Actually, looking back at Carmageddon, I'm still not sure if I like the game, or just the memories of playing it back in the day. Giggling with my mates by transposing the letters every time we got a "Cunning Stunt" bonus, mimicking the old lady voice clip saying "I was in the war!"... It spawned three sequels and its own successful Kickstarter campaign for Carmageddon: Reincarnation, surely it was good, right? But then Stainless Games ignored it for months after release, focusing on developing the console version called Carmageddon: Max Damage. To add insult to injury, Stainless released it on PC to replace Reincarnation which inarguably looked better… Since I already mentioned SteamDB, it shows that the all-time peak number of players on Reincarnation was 863. The all-time peak for Max Damage is 586.
It should come as no surprise that I laughed when I heard that one of the launch titles for the PlayStation 5 was vehicular combat. Destruction AllStars was announced as releasing at the top-tier AAA price of £69.99, which made me laugh harder. Then Sony delayed it by five months, and I damn near lost my mind. Ostensibly to make it up to PS5 owners, Sony later announced that the game would be available on PlayStation Plus for free for a period of two months, and dropped the retail price to £17.99, plus microtransactions.

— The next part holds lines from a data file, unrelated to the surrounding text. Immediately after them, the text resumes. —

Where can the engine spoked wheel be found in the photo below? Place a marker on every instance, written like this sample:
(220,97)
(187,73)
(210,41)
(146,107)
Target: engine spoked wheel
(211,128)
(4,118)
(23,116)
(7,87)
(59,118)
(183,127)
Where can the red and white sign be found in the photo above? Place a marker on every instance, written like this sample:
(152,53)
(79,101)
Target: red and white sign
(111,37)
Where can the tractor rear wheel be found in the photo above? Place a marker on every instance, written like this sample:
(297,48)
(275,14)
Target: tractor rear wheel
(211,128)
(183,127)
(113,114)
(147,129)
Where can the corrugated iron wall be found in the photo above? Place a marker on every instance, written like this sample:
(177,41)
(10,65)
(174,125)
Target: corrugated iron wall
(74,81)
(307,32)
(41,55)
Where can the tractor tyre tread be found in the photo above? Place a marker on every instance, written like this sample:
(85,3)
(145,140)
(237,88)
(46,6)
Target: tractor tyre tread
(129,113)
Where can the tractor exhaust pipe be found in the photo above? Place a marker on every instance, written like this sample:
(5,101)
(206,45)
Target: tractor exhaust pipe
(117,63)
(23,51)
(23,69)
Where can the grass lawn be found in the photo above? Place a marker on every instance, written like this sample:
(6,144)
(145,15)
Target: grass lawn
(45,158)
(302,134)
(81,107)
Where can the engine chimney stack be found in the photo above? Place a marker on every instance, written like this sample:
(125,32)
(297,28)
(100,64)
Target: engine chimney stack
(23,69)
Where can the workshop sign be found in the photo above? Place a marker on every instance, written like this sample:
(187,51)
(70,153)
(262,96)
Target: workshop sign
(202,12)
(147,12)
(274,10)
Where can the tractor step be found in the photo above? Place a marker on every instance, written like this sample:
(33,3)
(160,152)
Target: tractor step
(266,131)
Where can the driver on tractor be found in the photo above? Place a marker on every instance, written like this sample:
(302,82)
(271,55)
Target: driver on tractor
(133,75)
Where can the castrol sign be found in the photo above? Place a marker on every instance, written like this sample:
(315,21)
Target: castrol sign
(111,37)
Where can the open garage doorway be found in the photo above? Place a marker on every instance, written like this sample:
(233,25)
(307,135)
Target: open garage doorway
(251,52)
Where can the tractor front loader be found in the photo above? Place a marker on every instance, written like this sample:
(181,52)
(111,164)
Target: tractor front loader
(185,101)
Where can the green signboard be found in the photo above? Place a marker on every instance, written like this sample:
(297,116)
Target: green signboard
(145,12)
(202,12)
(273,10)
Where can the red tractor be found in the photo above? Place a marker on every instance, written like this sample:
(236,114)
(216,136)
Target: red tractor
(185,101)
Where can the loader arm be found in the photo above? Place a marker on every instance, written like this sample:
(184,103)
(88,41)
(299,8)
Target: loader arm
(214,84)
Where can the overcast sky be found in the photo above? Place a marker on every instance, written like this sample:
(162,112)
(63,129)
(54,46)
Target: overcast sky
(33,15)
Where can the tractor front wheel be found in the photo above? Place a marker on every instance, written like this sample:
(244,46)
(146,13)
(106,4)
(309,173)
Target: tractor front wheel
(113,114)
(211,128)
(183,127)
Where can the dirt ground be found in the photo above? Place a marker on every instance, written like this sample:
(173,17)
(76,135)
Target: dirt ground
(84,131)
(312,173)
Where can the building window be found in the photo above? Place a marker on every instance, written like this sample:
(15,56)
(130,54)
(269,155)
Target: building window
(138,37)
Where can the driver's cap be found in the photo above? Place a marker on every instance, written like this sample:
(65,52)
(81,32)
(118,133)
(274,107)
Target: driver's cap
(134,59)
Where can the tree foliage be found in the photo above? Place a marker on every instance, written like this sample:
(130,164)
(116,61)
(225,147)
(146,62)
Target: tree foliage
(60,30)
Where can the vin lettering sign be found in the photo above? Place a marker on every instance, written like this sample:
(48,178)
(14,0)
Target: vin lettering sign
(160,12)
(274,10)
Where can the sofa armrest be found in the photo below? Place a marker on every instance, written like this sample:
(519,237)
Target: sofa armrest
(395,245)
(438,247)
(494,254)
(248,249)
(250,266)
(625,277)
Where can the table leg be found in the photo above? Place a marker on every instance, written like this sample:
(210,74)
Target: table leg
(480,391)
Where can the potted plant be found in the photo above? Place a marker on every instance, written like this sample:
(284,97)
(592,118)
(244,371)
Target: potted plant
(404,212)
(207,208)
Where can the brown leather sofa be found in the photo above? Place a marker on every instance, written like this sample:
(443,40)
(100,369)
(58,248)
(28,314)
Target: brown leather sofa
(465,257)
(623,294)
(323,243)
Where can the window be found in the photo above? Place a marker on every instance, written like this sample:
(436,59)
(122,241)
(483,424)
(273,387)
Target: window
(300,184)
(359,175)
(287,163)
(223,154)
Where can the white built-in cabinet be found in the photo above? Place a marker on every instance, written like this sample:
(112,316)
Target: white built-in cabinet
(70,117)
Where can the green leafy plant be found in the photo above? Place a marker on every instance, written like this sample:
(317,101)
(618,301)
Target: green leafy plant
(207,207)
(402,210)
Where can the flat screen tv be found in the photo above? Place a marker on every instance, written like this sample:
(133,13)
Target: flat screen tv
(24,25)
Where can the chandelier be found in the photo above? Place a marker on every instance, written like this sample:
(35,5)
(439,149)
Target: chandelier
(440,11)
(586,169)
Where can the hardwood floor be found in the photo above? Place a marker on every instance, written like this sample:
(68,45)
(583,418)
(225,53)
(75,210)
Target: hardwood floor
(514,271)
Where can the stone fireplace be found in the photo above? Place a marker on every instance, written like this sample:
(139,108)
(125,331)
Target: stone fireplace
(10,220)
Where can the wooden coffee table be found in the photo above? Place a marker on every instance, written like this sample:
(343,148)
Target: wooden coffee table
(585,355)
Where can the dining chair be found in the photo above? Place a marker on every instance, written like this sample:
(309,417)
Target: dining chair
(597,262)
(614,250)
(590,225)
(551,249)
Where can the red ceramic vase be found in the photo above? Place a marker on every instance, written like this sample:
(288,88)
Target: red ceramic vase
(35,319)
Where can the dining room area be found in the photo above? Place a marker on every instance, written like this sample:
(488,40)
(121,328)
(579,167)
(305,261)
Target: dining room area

With Destruction AllStars being an exclusive, there are no easy player figures to find. However, the website PS-Timetracker, which tracks the gameplay times of 15,777 PlayStation accounts, shows that 23 hours were played in the past month. It ranks 787 out of the games tracked, and the PlayStation 5 has 469 games not including backwards compatible titles. Back in February 2021, the game only ranked as high as 14 in the Top 100. At the time of writing, there have been as many as 12 accounts streaming Destruction AllStars on Twitch per week. The original Animal Crossing has about 100. Contra has over 50! Hell, to really boggle your mind, Twisted Metal: Black had four people streaming it. Those aren’t figures I’m finding via some chart website, that’s me going and physically counting the Past Broadcasts on Twitch.
While it may seem like I’ve been ragging on Twisted Metal through most of this, the timing of the recent announcement is purely coincidental. I started writing this a week before it was revealed that Anthony Mackie would be starring in an adaptation on the Peacock streaming service. Heck, maybe it will make gamers actually want a vehicular combat game! Wouldn’t count on it, though.